In my recent escapades with developing *Ambience*, I’ve spent several days (!!) adding over 50 new weapons to the game, each with its own strengths and weaknesses (and quirks). It’s been a big job, but now I get to reap the rewards and finally add them to the game.

The Mortal Dagger: One strike with this dagger causes grievous damage… but one strike is all you get. A risk worth taking? #indiedev #gamedev #ambience #screenshotsaturday pic.twitter.com/ws5siCYa6L

— Rhombus Ragmuffin (@RhombusGameDev) February 11, 2018

Except… how do those items get generated in-game, anyway?

This was yet another system that I had implemented very early on and had all but forgotten about. So I decided to crack open my rusty old system to see if I could improve the way items were generated.

### The Original System

When a dungeon is generated in *Ambience*, all the possible items for that dungeon are loaded into a grid data structure, along with their respective probabilities of appearance and the dungeon floors they should appear on. Then, an “evaluation” script looks at the grid and spits out the ID number of the item to be generated. This general idea remained unchanged, but what I did change was the way the evaluation system worked.

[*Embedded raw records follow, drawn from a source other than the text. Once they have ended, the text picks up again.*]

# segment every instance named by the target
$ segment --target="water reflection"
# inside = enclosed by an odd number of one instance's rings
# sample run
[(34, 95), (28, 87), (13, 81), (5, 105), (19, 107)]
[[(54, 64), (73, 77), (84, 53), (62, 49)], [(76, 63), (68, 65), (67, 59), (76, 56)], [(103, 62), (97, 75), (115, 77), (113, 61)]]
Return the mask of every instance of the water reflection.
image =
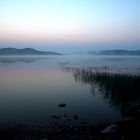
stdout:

The original script used a long and rather dodgy iterative method. It would scroll through each item in the grid, and for each it would generate a random number from 0 to 1000 and compare this with the set probability of that item appearing. If the random number was less than the probability, that item was selected and the loop was terminated. Of course, this system had the potential to go on indefinitely without ever selecting an item, so a maximum number of trials (something like 2,000) was set to prevent this.

Even so, having to generate a random number for every item checked, as well as having to loop through the grid multiple times to find an item at all, made this system rather inefficient. In addition, if the probabilities of items was less than (or more than) 1000, some items would appear more or less often than specified. In other words, the system was just plain dodgy. So, off to work I went…

### A Better Method

Getting rid of the iterations was top priority right from the start. I wanted to build a system that required the least computation time – that meant generating a *single *random number and scrolling through the data structure *only once, *while making sure that a valid item was produced *every time*. Here’s the solution I came up with:

- The first thing I did was sum all the probabilities to give a basis against which I could compare the relative probabilities of each item. (Much better than having to manually make sure that all the probability values added up to 1000!)
- I then selected a random number between zero and the probability total. That random number corresponded to the item I was going to choose.
- To find that item, I went through each item in the grid in turn. Each item’s probability was added to a cumulative sum variable keeping track of the cumulative sum of probability values. Then, I checked: was the cumulative sum, including the latest item, bigger than the random number I chose? If so, then the latest item was the one to generate.

Here’s a diagram which probably explains everything a lot more easily than the wall of text above:

### But wait! What about items on different floors?

Ohhhh, that’s right… we also have to check if the item we’re making can actually appear on that floor before generating it!

There are two ways I found to approach this. One was to choose a random number at the start, then go through the grid and check if the chosen item can be made on that floor before “approving” it. If that item can’t be generated on this floor (an “invalid item”, so to speak), choose another random item from those remaining and keep going.

Even though this method only needed to go through the grid once, the contribution of these “invalid items” to the sum of probability values was problematic. Since new items were only chosen from the list of *remaining* possibilities, this meant that items earlier on in the list were more likely to be skipped over in the end result – thus skewing the true probabilities. Even worse, the final item in the list could itself be an invalid item for that floor, which when chosen would result in no valid item being generated!

In the alternative method, which I ended up using, the script skimmed through the grid once at the very start to find any invalid items and set their probability values to zero – thus effectively removing them from the grid. Only then did the script choose a random number and go through the grid a second time to find the corresponding item. Although this meant that the grid had to be checked twice, it guaranteed that all items and probability values were valid every time. In any case, this was much better than checking the grid indefinitely in an iterative method!

Here’s another nice diagram summarizing the above:

### The Learning Curve

For me, the biggest takeaway from this was to **make systems simple, but not too simple.** It’s nice to have a clean, functional item generation system that doesn’t rely on iteration – but at the same time, my original aim to “go through the grid only once” turned out to create more problems than it solved. The final script, while perhaps not as efficient as I had originally hoped, was still good enough to get the job done.